Der richtige Ort für das Obdachlosenheim?
Die Unterkunft für Obdachlose auf dem Lassigny-Gelände muss dem Hochschulcampus weichen. Als künftigen Ersatz zieht die Stadt ein Grundstück in Neuburg-West in Erwägung. Dagegen machen Anwohner mobil
Neuburg Die Unterkunft für Obdachlose könnte von der Donauwörther Straße in die Donauwörther Straße verlegt werden – nur ein paar hundert Meter bergauf in Richtung B16. Kein Problem, so liest es sich zumindest auf dem Papier. Teil der Wahrheit ist aber auch, dass das Obdachlosenheim dadurch näher an diverse Wohngebiete rücken würde. Das sorgt bei vielen Anwohnern für Unbehagen, seit Bekanntwerden der Pläne am Freitag hat sich innerhalb kürzester Zeit eine „Aktionsgemeinschaft Obdachlosenunterkunft Neuburg-West“gegründet. Über das Wochenende wurden mehr als 250 Unterschriften gegen eine mögliche Verlegung der Unterkunft gesammelt und ein Teil davon gestern im Rathaus vorgelegt. Die Suche nach einem neuen Standort ist heute Abend Thema im Stadtrat.

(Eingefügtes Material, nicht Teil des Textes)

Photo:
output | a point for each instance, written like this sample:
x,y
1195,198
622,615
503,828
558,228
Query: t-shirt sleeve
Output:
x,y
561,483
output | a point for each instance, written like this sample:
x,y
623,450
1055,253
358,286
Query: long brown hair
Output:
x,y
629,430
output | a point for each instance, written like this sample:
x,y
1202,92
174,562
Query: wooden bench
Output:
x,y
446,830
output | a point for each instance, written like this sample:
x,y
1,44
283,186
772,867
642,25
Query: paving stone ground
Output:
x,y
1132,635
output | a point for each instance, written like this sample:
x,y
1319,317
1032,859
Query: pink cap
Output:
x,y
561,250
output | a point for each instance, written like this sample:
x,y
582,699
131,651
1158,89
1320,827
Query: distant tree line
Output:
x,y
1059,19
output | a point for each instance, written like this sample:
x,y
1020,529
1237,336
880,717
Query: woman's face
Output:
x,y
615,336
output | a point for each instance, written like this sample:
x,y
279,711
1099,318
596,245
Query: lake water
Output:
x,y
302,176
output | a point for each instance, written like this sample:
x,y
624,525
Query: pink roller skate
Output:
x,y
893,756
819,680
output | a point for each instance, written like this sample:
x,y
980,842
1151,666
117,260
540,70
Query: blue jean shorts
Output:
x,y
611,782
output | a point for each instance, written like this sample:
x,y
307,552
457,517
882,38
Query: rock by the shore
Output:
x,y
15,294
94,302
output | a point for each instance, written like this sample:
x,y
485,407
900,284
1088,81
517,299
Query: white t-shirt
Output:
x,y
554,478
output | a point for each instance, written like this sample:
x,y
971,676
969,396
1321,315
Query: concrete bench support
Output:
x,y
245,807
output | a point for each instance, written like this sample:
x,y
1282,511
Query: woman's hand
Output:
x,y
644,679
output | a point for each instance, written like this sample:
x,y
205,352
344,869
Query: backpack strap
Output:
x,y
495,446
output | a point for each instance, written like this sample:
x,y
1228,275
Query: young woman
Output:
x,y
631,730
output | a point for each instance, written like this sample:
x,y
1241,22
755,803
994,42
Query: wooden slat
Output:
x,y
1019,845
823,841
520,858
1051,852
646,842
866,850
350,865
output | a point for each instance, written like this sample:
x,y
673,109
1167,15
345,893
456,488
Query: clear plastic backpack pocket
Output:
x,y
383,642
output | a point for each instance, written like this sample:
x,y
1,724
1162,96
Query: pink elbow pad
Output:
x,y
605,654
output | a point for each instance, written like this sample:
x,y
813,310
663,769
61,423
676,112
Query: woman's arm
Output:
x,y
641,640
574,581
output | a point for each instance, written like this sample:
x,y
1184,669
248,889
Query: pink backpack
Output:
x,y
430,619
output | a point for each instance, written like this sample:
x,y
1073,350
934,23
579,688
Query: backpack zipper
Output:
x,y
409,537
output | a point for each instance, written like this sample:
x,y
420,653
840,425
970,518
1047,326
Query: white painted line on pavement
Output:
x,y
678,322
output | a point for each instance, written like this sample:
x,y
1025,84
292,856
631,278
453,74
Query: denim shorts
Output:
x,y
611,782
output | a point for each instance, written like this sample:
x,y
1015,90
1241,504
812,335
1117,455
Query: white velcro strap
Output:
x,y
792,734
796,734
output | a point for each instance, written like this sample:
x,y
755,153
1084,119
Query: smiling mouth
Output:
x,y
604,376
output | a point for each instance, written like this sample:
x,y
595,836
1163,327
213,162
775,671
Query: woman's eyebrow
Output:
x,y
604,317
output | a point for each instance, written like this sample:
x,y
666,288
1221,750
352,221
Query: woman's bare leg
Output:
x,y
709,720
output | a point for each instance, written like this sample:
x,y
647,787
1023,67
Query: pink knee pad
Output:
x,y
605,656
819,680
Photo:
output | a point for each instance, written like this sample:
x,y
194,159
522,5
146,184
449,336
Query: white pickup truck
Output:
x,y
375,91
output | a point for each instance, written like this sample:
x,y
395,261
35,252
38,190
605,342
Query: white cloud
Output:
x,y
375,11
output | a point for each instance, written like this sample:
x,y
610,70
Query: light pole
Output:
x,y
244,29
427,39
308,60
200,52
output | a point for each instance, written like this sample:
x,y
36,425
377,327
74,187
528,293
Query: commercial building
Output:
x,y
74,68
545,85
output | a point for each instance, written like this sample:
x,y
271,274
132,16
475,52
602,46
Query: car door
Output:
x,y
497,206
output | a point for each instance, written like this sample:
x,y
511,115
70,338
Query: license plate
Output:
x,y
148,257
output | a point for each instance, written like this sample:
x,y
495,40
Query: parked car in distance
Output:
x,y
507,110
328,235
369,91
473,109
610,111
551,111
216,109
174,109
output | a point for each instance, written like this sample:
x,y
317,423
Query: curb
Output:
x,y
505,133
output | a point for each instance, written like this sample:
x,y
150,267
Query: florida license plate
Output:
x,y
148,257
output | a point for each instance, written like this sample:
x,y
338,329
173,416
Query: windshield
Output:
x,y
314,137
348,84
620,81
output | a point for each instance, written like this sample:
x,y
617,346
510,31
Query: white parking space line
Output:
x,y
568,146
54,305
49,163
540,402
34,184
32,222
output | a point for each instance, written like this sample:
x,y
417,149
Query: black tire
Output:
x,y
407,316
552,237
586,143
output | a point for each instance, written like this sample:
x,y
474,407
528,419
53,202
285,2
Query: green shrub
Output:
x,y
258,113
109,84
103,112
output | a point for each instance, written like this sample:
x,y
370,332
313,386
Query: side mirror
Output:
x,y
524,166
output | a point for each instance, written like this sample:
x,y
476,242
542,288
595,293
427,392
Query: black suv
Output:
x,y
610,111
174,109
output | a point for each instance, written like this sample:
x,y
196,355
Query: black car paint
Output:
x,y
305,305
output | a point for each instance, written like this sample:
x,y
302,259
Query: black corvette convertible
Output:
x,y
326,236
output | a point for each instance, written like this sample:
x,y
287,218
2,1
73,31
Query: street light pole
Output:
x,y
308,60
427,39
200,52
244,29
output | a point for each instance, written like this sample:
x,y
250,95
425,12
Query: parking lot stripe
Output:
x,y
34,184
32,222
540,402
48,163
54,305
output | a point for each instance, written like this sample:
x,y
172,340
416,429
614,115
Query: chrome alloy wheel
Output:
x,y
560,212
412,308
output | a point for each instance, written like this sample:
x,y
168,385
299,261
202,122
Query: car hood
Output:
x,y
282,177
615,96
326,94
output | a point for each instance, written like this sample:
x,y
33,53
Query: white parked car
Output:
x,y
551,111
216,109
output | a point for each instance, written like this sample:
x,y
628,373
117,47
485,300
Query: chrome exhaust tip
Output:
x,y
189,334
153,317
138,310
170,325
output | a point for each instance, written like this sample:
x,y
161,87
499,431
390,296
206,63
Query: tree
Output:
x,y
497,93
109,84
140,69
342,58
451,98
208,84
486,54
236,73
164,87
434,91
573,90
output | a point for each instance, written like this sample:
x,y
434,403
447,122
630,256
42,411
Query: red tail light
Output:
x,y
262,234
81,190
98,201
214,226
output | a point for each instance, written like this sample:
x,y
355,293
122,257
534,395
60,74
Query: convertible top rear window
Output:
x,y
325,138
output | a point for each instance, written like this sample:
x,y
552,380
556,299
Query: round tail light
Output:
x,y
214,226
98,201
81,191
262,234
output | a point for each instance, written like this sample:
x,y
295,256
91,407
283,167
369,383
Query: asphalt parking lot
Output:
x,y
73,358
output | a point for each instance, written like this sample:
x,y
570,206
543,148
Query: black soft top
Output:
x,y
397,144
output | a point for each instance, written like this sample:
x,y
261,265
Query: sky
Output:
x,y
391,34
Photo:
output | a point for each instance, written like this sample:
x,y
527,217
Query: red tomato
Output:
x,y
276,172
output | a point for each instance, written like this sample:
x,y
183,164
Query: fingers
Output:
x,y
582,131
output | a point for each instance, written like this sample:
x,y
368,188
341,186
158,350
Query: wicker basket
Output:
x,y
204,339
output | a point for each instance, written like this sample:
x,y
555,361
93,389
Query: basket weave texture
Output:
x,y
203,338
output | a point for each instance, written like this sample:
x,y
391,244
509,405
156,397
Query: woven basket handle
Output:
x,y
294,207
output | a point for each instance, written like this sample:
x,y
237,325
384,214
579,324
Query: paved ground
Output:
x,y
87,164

Zum Hintergrund: Auf dem Lassigny-Gelände soll ein Campus der Technischen Hochschule Ingolstadt entstehen. Damit dieser realisiert werden kann, müssen städtische Grundstücke an den Freistaat übergehen, davon ist neben einem großen öffentlichen Parkplatz auch die derzeitige Obdachlosenunterkunft betroffen. Auf absehbare Zeit wird sich die Stadt daher einen Alternativstandort für die Unterkunft suchen müssen. Im Gespräch sind neben einem bisher von der Stadt nicht näher benannten Grundstück, eines in Bahnhofsnähe, ein anderes im Gewerbegebiet an der Paul-WinterStraße und das umstrittene Grundstück an der Donauwörther Straße 64 1/8. Dieses halten viele Anwohner der Wohngebiete an der Luisenhöhe, der Donauwörther Straße und dem Neubaugebiet Neuburg-West für „nicht geeignet“.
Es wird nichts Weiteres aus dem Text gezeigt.